The Pin Factory Was Always the Point
A Room Full of Half-Jobs
In the late 1700s, Adam Smith visited a pin factory. A few workers, some wire, and a repetitive process turning out something as trivial as pins.
What caught his attention was the way the work had been divided.
No one in the room was actually making a pin.

One man pulled wire. Another straightened it. Another cut it. Someone else sharpened the ends, someone formed the heads, another attached them, and others finished and packed. Smith noted that a man working alone might make twenty pins in a day, maybe not even one. Together, those ten workers made forty-eight thousand.
Before factories like this, an entire village in some countries might have only had a single pin. Not because pins were mysterious or the materials were scarce, but because making one from scratch, end to end, was genuinely hard. The new factory did not invent new skills. It just stopped asking one person to hold all of them at once.
The real advantage was that no one had to carry the entire process at once.
We may be at a similar moment with AI agents. The models can already reason, extract, summarize, decide. But a lot of teams still use them like the village used labor, one general-purpose thing expected to do the whole job from scratch every time.
One Agent Doing Everything
At a previous company in manufacturing finance, we built an underwriting agent for banks. On paper, the job looked simple enough: ingest emails and attachments, pull out the relevant data, normalize it, compare it against the bank’s criteria, then recommend a decision. Approve, deny, or flag for review.
We started with one agent doing all of it. In demos, it looked good. Then we tried to make it hold up across real submissions, messy email threads, inconsistent attachments, slightly different ways of saying the same thing.
That was where it started to drift.
Not in dramatic ways.
- Extraction would miss a field it had caught the last time because the PDF layout changed.
- Normalization would wobble, the same data point formatted differently depending on what else came in.
- Sometimes the analysis would bleed into the extraction, and the agent would start making judgments before it had finished collecting facts.
Nothing failed loudly, which made it worse. You could not point to one broken part. You just stopped trusting the output.
So we did the usual thing. Tightened the prompt. Added rules. Then added exceptions to the rules. It would improve for a stretch, then slip somewhere else.
After a while it stopped feeling like engineering. Most of our effort was going into behavior control, not underwriting efficiency.
One Transformation at a Time
What fixed it was shrinking the job.
Instead of one system ingesting an email and producing a decision, we split the work into a sequence of transformations:
- An extraction agent that pulled data from emails and attachments, and did nothing else
- A normalization agent that mapped raw extraction into a consistent schema
- An analysis agent that evaluated the normalized data against the bank’s criteria
- A decision agent that proposed approve, deny, or flag for review based only on the structured analysis
Each step got easier to validate.

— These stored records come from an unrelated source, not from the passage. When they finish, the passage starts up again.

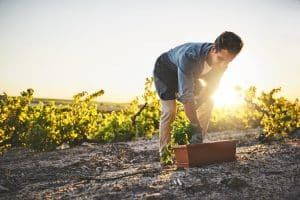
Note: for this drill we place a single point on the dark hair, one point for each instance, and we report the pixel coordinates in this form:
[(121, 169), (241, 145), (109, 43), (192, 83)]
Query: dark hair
[(229, 41)]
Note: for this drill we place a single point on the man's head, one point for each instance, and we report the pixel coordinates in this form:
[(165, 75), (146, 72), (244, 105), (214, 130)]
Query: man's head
[(226, 47)]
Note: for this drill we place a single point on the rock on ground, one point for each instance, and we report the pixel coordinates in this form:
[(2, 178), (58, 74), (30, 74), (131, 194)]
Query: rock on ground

If extraction missed a field, we caught it before it contaminated the rest of the process. If a new attachment format showed up, we updated one part instead of rewriting a giant prompt.
(If you're curious what I use to build pipelines like this, it’s Mastra.)
By the time the system reached the part that actually required judgment, it was working with something much more predictable.

Once you chain steps together this way, the system stops acting like a single pass and starts acting more like a pipeline. You can route based on outputs. You can reject weak results, loop a step until it passes, or branch the flow entirely. None of that works well when one agent is still carrying too much of the process.
Knowing When to Split
The real shift for us came when we stopped treating it as a pure technology problem and looked at how underwriting already works inside a bank.
Like the pin factory, a human underwriting flow doesn't have one person doing everything. Someone handles document collection, chasing emails, pulling attachments, making sure the file is complete. Someone else extracts the data and gets it into a usable form. An analyst runs the numbers. A reviewer checks the work. Then someone recommends approval or denial.
That structure was not invented for elegance. It probably got there the hard way, through mistakes, missed details, and too many things living in one person’s head at once. Which was more or less what our single-agent system was doing.
So we modeled the agent system after the human one. An extraction agent for pulling data from documents. A normalization agent for getting that data into a stable schema. An analysis agent working from clean inputs. A decision agent making a recommendation from the analysis.
Each agent got simpler. The system got easier to trust. And when something broke, we knew where to look.
That is also why I was interested to see the recent paper From Skills to Talent: Organising Heterogeneous Agents as a Real-World Company. It lands very close to the same conclusion. The moment you stop asking one agent to do the whole job, you start needing the same things a pin factory needed: explicit roles, coordination, handoffs, and operating knowledge that lives in the system instead of in one worker’s head. The paper gives that argument a formal, dynamic multi-agent framework.
The Model Worth Carrying
The moment you find yourself writing a long prompt that tries to do multiple things at once, enforce structure, reason, format, and handle edge cases, you're fighting the same battle Smith's lone pin-maker was fighting.
That tends to be the real design skill in agent systems. Not building the most impressive agent, but noticing when a task has quietly split into several smaller ones.
Those systems often look less magical from the outside, but they just keep working.